To prove that for all integers n, if d is an integer such that d/n ≥ 9 and d/n^2 ≥ 7, then d/88, we need to show that d is divisible by 88.

Let's assume that d is an integer that satisfies the given conditions, i.e., d/n ≥ 9 and d/n^2 ≥ 7.

**Claim: d is divisible by 88.**

To prove the claim, we will use the prime factorization of 88 and the properties of divisibility.

**Prime Factorization of 88:**
88 = 2^3 × 11

Therefore, 88 has two distinct prime factors: 2 and 11.

**Proof:**
We need to show that d is divisible by 88.

Since d/n ≥ 9, we can write d = 9n + k for some integer k.

Substituting this value of d in the second condition, we have (9n + k)/n^2 ≥ 7.

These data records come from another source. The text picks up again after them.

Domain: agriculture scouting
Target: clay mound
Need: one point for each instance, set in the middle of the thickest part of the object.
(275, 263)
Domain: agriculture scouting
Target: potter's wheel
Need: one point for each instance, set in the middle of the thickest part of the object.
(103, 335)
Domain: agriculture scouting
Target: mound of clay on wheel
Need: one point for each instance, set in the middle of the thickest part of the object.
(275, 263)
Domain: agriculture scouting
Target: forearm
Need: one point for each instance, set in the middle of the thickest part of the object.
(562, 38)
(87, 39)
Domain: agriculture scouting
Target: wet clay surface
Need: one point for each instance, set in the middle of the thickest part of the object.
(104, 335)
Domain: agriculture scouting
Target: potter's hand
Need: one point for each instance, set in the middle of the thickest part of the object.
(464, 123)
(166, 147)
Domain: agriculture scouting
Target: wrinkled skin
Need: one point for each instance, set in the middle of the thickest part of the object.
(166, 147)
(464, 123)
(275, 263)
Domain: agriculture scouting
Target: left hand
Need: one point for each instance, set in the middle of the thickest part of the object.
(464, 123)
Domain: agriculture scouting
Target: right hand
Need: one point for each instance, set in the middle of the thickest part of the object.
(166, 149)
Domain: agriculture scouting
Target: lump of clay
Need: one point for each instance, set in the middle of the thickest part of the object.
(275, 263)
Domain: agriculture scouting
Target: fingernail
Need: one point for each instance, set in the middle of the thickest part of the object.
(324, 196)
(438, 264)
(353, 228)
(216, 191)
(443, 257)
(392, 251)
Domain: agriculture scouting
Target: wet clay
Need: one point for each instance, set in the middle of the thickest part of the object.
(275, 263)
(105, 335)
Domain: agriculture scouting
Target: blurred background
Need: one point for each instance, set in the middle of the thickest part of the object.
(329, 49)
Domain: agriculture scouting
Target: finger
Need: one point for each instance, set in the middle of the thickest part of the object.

Simplifying the inequality, we get 9 + k/n ≥ 7.

This implies k/n ≥ 7 - 9 = -2.

Since k and n are both integers, the only way for k/n to be greater than or equal to -2 is if k/n is an integer less than or equal to -2.

Therefore, we can write k/n = -2, -3, -4, ...

Let's consider each case separately:

**Case 1: k/n = -2**
If k/n = -2, then k = -2n.

Substituting this value of k in d = 9n + k, we have d = 9n - 2n = 7n.

Since 7 is a factor of d, we can write d = 7m for some integer m.

**Case 2: k/n = -3**
If k/n = -3, then k = -3n.

Substituting this value of k in d = 9n + k, we have d = 9n - 3n = 6n.

Since 6 is a factor of d, we can write d = 6p for some integer p.

**Case 3: k/n = -4**
If k/n = -4, then k = -4n.

Substituting this value of k in d = 9n + k, we have d = 9n - 4n = 5n.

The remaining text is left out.